In its ongoing feud with VISA over credit card fees, Walmart Canada stopped accepting Visa credit cards in its 16 stores in Manitoba, as of October 24th. Walmart continues to threaten to ban Visa from the balance of its 400 Canadian stores if Visa doesn’t lower its interchange fees.
The question is whether Canadians should be rooting for Walmart or Visa. If Canadians love their rewards credit cards, they should be vigorously supporting Visa.
What Canadian consumers need to understand, is that interchange fees are the source of revenue that fund their rewards programs. No interchange fees, no rewards. Retailers are looking to reduce interchange fees to enhance their own profits, not to benefit the consumer – the consumer already benefits.
1. Visa fees are necessary to fund credit card rewards programs
The fee Visa charges merchants is called interchange. 100% of the interchange fees from any given transaction go to the issuing credit card company. Credit card companies then use the revenues collected from interchange fees to pay for operations, and more specifically, for credit card rewards programs.
Currently, Visa and MasterCard have agreed to charge an average interchange fee of 1.5% to all merchants. As a result, some cards for some merchants might cost retailers 2%, others 1.25% per transaction. Your credit card issuer, then uses its interchange revenue to fund your rewards rate of 1%-2%. Some banks even lose money on the difference between how much they collect in interchange revenues, and how much they give back to cardholders in rewards. They make up their profit on fees and interest charges.
If interchange revenues decline, credit card companies will lose the source of funding for rewards programs. As a result, consumers will lose out on their cash back, miles and points programs.
2. Lowering fees will mean less, or no, credit card rewards
Luckily, Canadians don’t have to guess the results of lower interchange. On Dec 9, 2015 the European Union forced a mandatory drop in interchange fees to .3% for Visa and MasterCard in Europe.
The results were stark and immediate. In April, 2015 CapitalOne U.K. cancelled ALL of its rewards cards, saying EU rules meant they were “no longer sustainable.” Royal Bank of Scotland and NatWest ended their “Your Points” scheme. Tesco cut its reward rate by half and in February of 2016 M&S Bank cut its reward program by half as well.
We would forecast a similar reaction by Canadian credit card issuers to a dramatic drop in interchange fees.
3. No evidence a drop in Visa fees will result in a drop in retail prices
Currently, Canadians consumers are the one’s benefiting from interchange fees. If interchange fees are dropped, the only way consumers can be made whole is if they see a similar drop in retail prices. However, neither Walmart, nor any other merchants, have guaranteed how much of their interchange savings would be passed on to consumers versus shareholders.
As a result, why should Canadian consumers, the vast majority of whom use some type of cash back, rewards or travel credit card, be happy sharing their current rewards with Walmart? What do they gain from it?
The answer is Canadian cardholders would literally gain nothing from a reduction in interchange, since it’s merely a shift of the same bundle of income from their pockets, to those of the retailer. They could ONLY lose.

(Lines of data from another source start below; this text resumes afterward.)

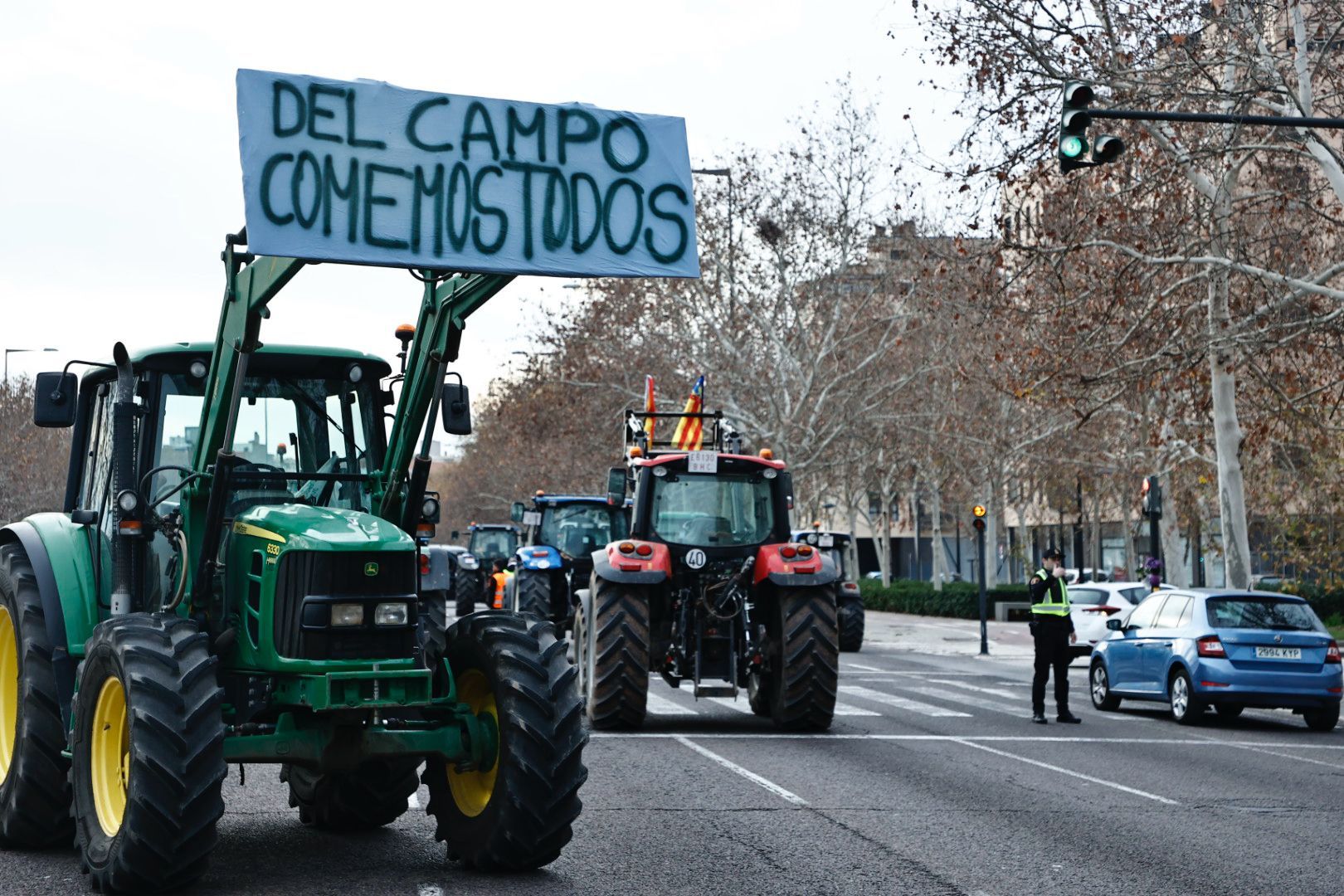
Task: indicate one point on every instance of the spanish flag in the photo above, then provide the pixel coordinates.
(648, 406)
(689, 430)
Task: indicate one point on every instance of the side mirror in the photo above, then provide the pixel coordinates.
(616, 480)
(54, 401)
(457, 410)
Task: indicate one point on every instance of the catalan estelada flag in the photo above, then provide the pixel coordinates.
(689, 430)
(648, 406)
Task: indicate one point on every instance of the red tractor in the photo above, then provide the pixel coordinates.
(707, 589)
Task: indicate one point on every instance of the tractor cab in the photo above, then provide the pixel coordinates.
(721, 590)
(555, 559)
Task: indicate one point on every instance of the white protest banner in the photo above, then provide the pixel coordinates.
(371, 173)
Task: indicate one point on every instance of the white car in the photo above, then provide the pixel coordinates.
(1094, 602)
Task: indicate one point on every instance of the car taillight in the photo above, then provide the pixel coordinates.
(1210, 646)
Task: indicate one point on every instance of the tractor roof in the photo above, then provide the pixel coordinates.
(667, 458)
(207, 348)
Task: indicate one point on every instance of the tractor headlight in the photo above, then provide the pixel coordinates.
(390, 614)
(348, 614)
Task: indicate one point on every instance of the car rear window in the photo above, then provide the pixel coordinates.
(1262, 613)
(1086, 596)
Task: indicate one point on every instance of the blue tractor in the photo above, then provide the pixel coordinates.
(555, 555)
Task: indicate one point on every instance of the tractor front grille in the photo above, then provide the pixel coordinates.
(355, 575)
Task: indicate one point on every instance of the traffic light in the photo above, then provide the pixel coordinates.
(1074, 119)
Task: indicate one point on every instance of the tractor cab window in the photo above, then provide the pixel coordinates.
(713, 511)
(288, 426)
(578, 529)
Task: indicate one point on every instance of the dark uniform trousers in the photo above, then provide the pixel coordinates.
(1053, 652)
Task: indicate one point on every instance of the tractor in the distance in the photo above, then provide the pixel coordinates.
(555, 561)
(485, 543)
(839, 548)
(709, 589)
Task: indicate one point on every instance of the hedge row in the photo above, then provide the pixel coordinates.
(957, 599)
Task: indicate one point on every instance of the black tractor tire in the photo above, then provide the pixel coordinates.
(806, 664)
(433, 625)
(850, 620)
(1322, 719)
(173, 761)
(533, 594)
(617, 674)
(519, 668)
(373, 796)
(35, 789)
(466, 592)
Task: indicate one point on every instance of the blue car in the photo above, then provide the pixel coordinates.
(1195, 649)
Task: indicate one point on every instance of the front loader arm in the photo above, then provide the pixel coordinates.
(438, 332)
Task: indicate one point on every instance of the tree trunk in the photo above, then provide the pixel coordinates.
(1227, 430)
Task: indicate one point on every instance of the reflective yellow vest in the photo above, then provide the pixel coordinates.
(1049, 606)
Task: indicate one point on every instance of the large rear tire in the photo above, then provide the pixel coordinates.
(149, 748)
(34, 776)
(518, 813)
(850, 620)
(373, 796)
(533, 594)
(806, 664)
(617, 674)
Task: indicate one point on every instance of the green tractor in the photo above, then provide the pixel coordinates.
(212, 592)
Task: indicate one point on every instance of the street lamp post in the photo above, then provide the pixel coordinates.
(733, 280)
(15, 351)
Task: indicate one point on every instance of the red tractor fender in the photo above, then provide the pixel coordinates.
(631, 566)
(795, 571)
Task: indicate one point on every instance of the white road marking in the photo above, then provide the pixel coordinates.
(1068, 772)
(845, 709)
(665, 707)
(971, 700)
(750, 776)
(901, 703)
(738, 705)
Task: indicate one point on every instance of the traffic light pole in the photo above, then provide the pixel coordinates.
(984, 601)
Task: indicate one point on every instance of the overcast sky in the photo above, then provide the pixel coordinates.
(119, 139)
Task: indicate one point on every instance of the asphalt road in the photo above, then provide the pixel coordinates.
(932, 781)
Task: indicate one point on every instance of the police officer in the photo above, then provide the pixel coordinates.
(1053, 629)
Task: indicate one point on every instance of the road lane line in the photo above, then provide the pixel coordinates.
(901, 703)
(665, 707)
(750, 776)
(862, 668)
(845, 709)
(1068, 772)
(971, 700)
(737, 705)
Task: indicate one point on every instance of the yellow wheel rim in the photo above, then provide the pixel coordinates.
(110, 755)
(8, 691)
(472, 789)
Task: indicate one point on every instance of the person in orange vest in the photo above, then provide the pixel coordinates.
(500, 579)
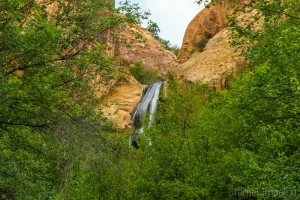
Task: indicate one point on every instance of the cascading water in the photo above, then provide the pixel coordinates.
(147, 104)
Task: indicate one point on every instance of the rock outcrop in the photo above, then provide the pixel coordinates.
(119, 103)
(218, 61)
(144, 47)
(206, 24)
(213, 65)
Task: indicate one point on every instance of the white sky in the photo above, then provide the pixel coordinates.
(172, 16)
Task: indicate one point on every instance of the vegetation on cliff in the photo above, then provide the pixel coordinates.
(241, 143)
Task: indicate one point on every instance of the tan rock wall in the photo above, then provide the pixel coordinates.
(206, 24)
(144, 47)
(218, 61)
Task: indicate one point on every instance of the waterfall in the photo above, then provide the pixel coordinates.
(147, 104)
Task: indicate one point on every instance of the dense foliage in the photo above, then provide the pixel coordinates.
(154, 30)
(242, 143)
(52, 55)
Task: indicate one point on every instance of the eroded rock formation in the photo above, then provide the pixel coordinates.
(218, 61)
(137, 43)
(119, 103)
(206, 24)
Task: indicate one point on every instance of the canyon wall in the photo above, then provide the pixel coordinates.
(205, 25)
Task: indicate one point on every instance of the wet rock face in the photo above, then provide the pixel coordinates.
(205, 25)
(119, 103)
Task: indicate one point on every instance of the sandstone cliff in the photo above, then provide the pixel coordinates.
(119, 103)
(218, 61)
(206, 24)
(137, 43)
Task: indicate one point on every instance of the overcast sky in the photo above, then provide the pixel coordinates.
(172, 16)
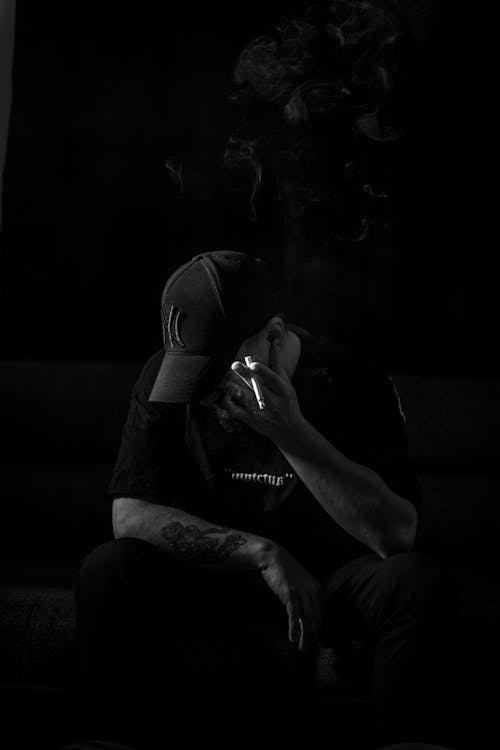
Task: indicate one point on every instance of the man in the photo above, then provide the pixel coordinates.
(279, 490)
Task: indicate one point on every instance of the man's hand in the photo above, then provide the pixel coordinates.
(299, 592)
(281, 412)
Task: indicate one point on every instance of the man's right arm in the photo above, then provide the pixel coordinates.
(191, 539)
(196, 541)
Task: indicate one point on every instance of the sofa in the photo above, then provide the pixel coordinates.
(61, 426)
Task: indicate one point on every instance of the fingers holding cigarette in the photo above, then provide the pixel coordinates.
(251, 382)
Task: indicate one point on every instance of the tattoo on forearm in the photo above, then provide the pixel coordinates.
(200, 545)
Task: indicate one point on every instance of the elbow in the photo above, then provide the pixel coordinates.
(402, 536)
(124, 514)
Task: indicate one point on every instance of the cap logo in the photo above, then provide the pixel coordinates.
(171, 326)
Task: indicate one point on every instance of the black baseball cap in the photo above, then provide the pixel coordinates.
(209, 305)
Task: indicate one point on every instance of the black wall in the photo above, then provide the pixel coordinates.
(103, 95)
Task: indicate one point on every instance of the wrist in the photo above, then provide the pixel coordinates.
(264, 550)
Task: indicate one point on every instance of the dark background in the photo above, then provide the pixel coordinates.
(105, 94)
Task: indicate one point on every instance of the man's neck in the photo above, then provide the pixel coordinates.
(290, 352)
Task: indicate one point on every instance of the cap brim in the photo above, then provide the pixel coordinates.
(184, 377)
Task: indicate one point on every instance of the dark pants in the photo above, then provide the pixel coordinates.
(144, 619)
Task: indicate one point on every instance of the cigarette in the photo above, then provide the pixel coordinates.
(255, 385)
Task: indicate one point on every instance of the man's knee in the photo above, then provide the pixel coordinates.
(108, 564)
(420, 578)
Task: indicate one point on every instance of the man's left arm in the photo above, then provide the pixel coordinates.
(354, 495)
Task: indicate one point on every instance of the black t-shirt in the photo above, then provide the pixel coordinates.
(178, 455)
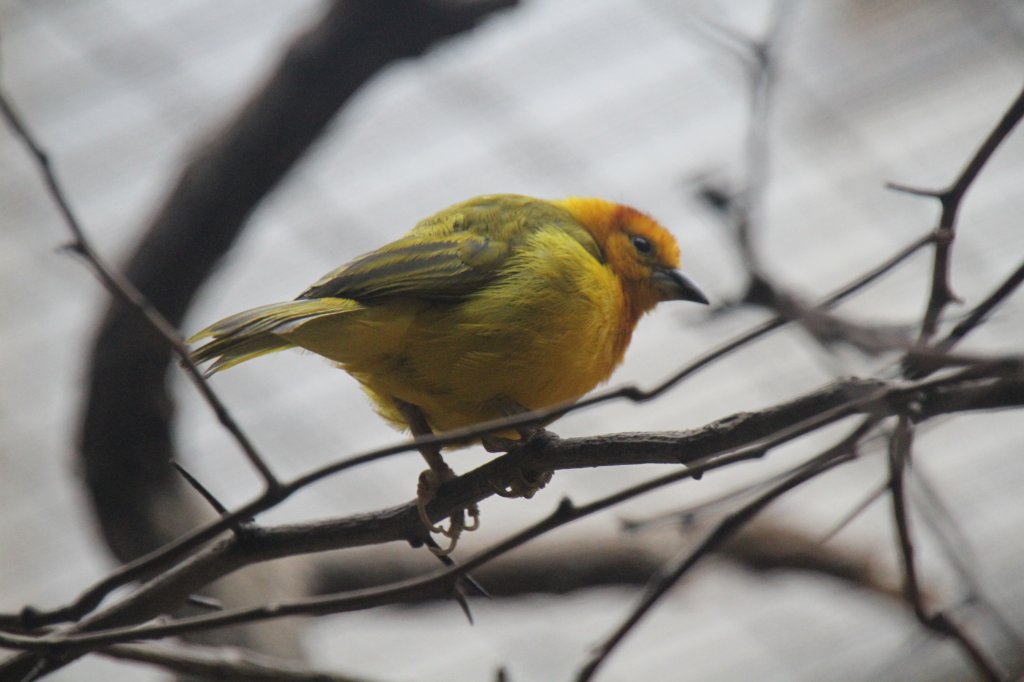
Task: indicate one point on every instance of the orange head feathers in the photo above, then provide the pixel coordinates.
(640, 251)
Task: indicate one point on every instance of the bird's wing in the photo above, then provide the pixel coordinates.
(450, 255)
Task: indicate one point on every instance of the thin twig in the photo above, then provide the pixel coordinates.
(950, 200)
(122, 288)
(899, 456)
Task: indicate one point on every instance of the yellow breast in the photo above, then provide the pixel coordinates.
(550, 328)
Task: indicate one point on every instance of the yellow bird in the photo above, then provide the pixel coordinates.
(497, 304)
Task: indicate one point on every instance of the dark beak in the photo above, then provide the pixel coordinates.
(674, 286)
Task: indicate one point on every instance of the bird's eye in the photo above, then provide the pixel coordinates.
(642, 245)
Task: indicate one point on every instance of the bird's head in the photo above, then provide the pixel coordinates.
(639, 251)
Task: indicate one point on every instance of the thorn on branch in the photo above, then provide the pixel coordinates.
(916, 192)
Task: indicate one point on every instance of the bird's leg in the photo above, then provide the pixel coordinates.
(522, 485)
(432, 478)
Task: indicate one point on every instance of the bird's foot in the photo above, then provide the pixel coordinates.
(430, 481)
(523, 484)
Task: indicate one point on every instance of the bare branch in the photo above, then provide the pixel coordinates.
(228, 664)
(842, 452)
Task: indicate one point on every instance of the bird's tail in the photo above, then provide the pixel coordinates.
(256, 332)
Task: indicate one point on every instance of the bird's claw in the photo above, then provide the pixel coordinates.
(429, 482)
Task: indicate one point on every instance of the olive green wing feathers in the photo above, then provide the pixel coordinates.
(450, 255)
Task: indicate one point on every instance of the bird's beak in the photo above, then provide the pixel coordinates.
(674, 286)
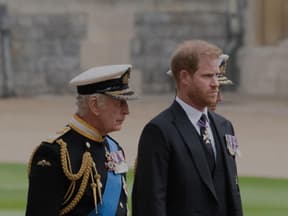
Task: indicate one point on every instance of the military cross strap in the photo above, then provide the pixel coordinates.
(203, 125)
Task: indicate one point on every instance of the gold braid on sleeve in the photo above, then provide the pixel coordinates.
(84, 172)
(30, 160)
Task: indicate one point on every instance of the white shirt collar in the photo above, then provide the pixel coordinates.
(193, 114)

4. Walmart’s battle may force regulators to work for smaller merchants
A reduction in interchange rates at Walmart alone may not be large enough to force Canadian credit card issuers to drop the value of their rewards rates in the short term. However, if Walmart gets a “special” interchange rate reduction, Loblaw, IGA and Metro will all be asking for the same, since they match Walmart’s size in Canada.
Moreover, if Walmart is victorious, Canadian regulators will likely be under intense pressure to act on behalf of smaller merchants, represented by the CFIB, who don’t have the size to rumble with the likes of Visa and Mastercard. Merchants will point to the EU and Australia, and ask why our government can’t stand up to Visa and Mastercard in similar fashion.
What needs to be understood first and foremost, is that the battle over interchange fees is not about creating value for Canadian consumers. Most, if not all, current interchange fees extracted from merchants is passed back to consumers in the form of cash back, miles and points.
The battle over interchange fees is about merchant control and margin enhancement. The Walmart’s of the world don’t want the banks playing with their 1.5%. They want to be the ones who determine how much to give back to the consumer, and how much to keep for themselves.
Canadian consumers should be perfectly happy with the job Visa and MasterCard are doing extracting 1.5%+- from retailers and putting it in their pockets. It’s a super efficient redistribution of income that has benefited Canadian cardholder extremely effectively. There’s no upside in giving it back to the retailer.